Wednesday, June 5, 2019

The Sinner as Savior: How Marijuana became Medical

Ideologies and businesses mix uneasily. They can sometimes work together, as when social movements help promote a form of business. For example, socially responsible investing has grown that way. They can also be in conflict, as when an industry runs counter to strong societal beliefs. Other industries can sidestep ideological resistance. For example, coal-fired power plants can ignore global warming because people cannot always choose how their electricity is made. But in other industries, firms are hurt because their potential customers are turned off by the stigma attached to the business, sometimes including its legal status.

What to do when your industry is stigmatized? Kisha Lashley and Tim Pollock examined this question in a recent article in Administrative Science Quarterly, using the cannabis (marijuana) industry as an example. Their study is a good illustration of how an industry that was both illegal and stigmatized, and still is illegal at the federal level in the U.S., can act to overcome its stigma. The change for the cannabis industry hinged on one feature of the product: marijuana is not just a relaxing intoxicant but also a painkiller. This may seem inconsequential considering how many medical painkillers are available, but it matters for two reasons. First, patients differ in how they respond (or not) to painkillers. Second, the most powerful medical painkillers are addictive, such as the opioids that currently kill so many.

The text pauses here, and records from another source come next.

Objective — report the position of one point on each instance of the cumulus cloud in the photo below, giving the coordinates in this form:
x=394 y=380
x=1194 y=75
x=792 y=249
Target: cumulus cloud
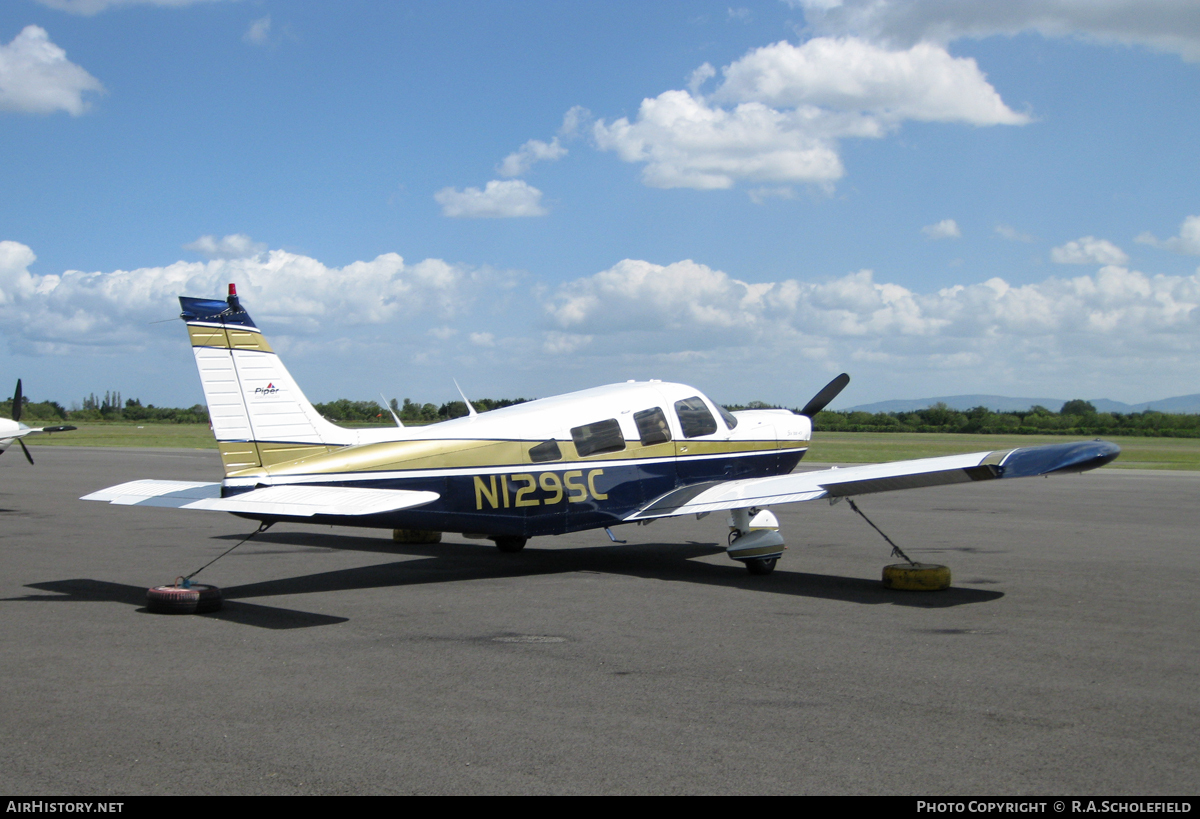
x=690 y=308
x=781 y=109
x=945 y=229
x=237 y=245
x=36 y=77
x=1188 y=241
x=59 y=312
x=847 y=73
x=682 y=321
x=258 y=31
x=1167 y=25
x=1089 y=250
x=535 y=150
x=1012 y=233
x=498 y=199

This painkilling feature was used to create a new ideology built around marijuana as a product that could help patients who were suffering and did not have other good options for relief. Activists, politicians, and others worked to legalize marijuana sales so these patients would not need to buy marijuana on the black market, with all the risks and dangers that could involve. Medical marijuana sold in stores – which industry leaders called “dispensaries” – was presented as a solution to a problem of human suffering and could thus occupy a moral high ground.  This was a story that marijuana proponents could tell politicians and canvass to voters, pushing for legalization in many states.
 
But what about traditional marijuana users who love the intoxication but don’t necessarily need the pain relief? They were both good and bad for the new stores. Good, because patients specifically seeking pain relief from cannabis will always be a minority in a community, so having an additional customer base is helpful for this new industry. Bad, because buyers wanting the intoxicant are exactly the stigmatized kind of “stoner” customer the dispensaries didn’t want politicians, the medical community, the media, and the general public associating them with. What to do?

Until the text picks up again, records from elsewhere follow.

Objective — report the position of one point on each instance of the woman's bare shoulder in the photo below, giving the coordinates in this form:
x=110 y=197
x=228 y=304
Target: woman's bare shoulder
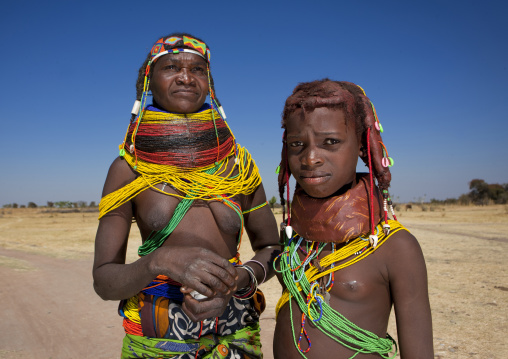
x=119 y=174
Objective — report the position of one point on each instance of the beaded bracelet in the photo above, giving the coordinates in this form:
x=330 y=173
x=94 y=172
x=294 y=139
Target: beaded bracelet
x=262 y=266
x=251 y=289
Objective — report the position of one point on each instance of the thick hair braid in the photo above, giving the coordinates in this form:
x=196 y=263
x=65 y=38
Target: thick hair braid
x=357 y=107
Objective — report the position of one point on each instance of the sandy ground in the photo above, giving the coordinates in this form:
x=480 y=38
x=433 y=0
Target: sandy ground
x=49 y=308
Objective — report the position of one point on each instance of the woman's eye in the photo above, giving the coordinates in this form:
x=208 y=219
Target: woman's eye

The dispensaries needed to draw a fine line by taking strategic action. Through clean, stylish store designs they could look enough like pharmacies to avoid the stigma, even if many customers came for the high. Through logos and packaging (such as childproof containers) that mirrored those found in the medical field, they could establish legitimacy. And through changes in terminology, including the term “recreational use” to refer to the other part of their customer base, they could retire many of the stigmatized words describing marijuana and its users.

So is marijuana not stigmatized anymore? Well, it is a growing industry in the places that have made it legal, and a recent Financial Times article asked whether it can become a $100 billion industry. That does not mean it is completely destigmatized, but it has come far enough that there are opportunities for many entrepreneurs. Legal ones.

Lashley, K., and T. G. Pollock
2019. "Waiting to Inhale: Reducing Stigma in the Medical Cannabis Industry." Administrative Science Quarterly, forthcoming.